Astrud Gilberto, cantora brasileira de bossa nova e jazz de fama internacional - Divulgação

Enquanto o músico faturou cerca de US$ 1 milhão pelo disco "Getz/Gilberto", de 1964, a então esposa de João Gilberto ganhou apenas o valor que o sindicato dos músicos americanos pagava por uma noite de trabalho: US$ 120 —o equivalente a cerca de US$ 1.180 hoje, ou R$ 5.800, com os ajustes de inflação ao longo das décadas.

Ela tinha 22 anos quando fez a gravação, em 18 de março de 1963. O disco vendeu mais de cinco milhões de cópias pelo mundo, ficou nas paradas da Billboard por 96 semanas e venceu quatro Grammy. Na primeira prensagem do disco, Astrud não foi creditada no vinil.

Os dados são do livro "Chega de Saudade: A História e as Histórias da Bossa Nova", de Ruy Castro, colunista da Folha. Ele ainda lembra que João Gilberto, por sua vez, ganhou US$ 23 mil pelo trabalho. Astrud foi casada com o pai da bossa nova entre 1959 e 1964.

Na ocasião da gravação, com João Gilberto, Getz e Tom Jobim, o letrista Norman Gimbel discutia como seria feita a tradução das composições para o inglês e Astrud se ofereceu para cantar o clássico da bossa nova. Ela ainda daria voz à versão de "Corcovado", vertida como "Quiet Nights Of Quiet Stars".

Mesmo reconhecendo o sucesso, em entrevista, Getz disse que a pôs no disco porque João Gilberto não podia cantar a música em inglês. "A música foi um sucesso, e isso se consagrou como um golpe de sorte para ela", disse ele.

Astrud respondeu à repercussão arrogante anos depois, lembrando dos produtores como "lobos que se fazem passar por ovelhas", mas que considera mentirosa a versão da história de que teria sido descoberta por eles.

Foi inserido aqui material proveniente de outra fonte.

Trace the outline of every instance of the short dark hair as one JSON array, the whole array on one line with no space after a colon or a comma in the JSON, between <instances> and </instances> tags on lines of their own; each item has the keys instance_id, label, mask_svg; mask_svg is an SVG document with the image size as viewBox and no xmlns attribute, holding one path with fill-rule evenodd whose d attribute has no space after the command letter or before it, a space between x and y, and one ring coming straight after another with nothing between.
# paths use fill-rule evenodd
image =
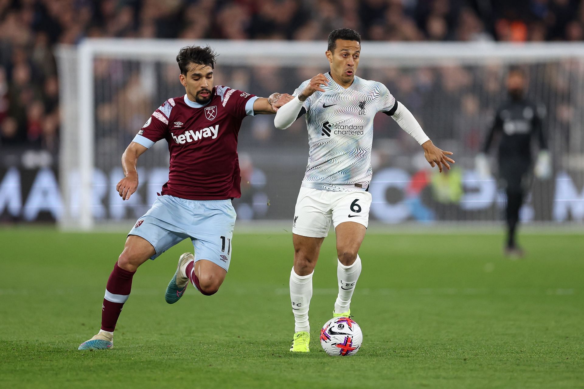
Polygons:
<instances>
[{"instance_id":1,"label":"short dark hair","mask_svg":"<svg viewBox=\"0 0 584 389\"><path fill-rule=\"evenodd\" d=\"M189 72L190 64L198 64L215 68L216 52L209 46L186 46L180 49L176 56L176 62L179 63L180 72L185 76Z\"/></svg>"},{"instance_id":2,"label":"short dark hair","mask_svg":"<svg viewBox=\"0 0 584 389\"><path fill-rule=\"evenodd\" d=\"M343 39L344 40L356 40L361 43L361 36L354 30L350 29L337 29L333 30L329 34L328 47L326 50L330 51L334 51L336 48L336 40Z\"/></svg>"}]
</instances>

"Acho que eles se sentiram importantes por terem sido os que tiveram a 'sabedoria' para reconhecer o potencial no meu canto. Suponho que deveria me sentir lisonjeada com a importância que eles dão a isso... Mas não posso deixar de me incomodar por terem recorrido à mentira", disse.

Gene Lees, editor da revista DownBeat, relembrou em entrevista que, na época do lançamento do disco, Getz buscava Creed Taylor, o produtor, insistentemente para garantir que Astrud não recebesse royalties pelo trabalho.

Na época do lançamento do disco, Astrud se separou de João Gilberto, enquanto o cantor fazia uma turnê na América do Norte como parte da banda de Getz.

"Além de estar no meio de uma separação e lidar com as responsabilidades de ser uma mãe solteira em meio a uma nova carreira exigente, eu também estava lidando com o fato de estar sozinha pela primeira vez na minha vida, em um país estrangeiro, viajando com um filho, passando por dificuldades financeiras", disse Astrud, anos depois, ao relembrar o período.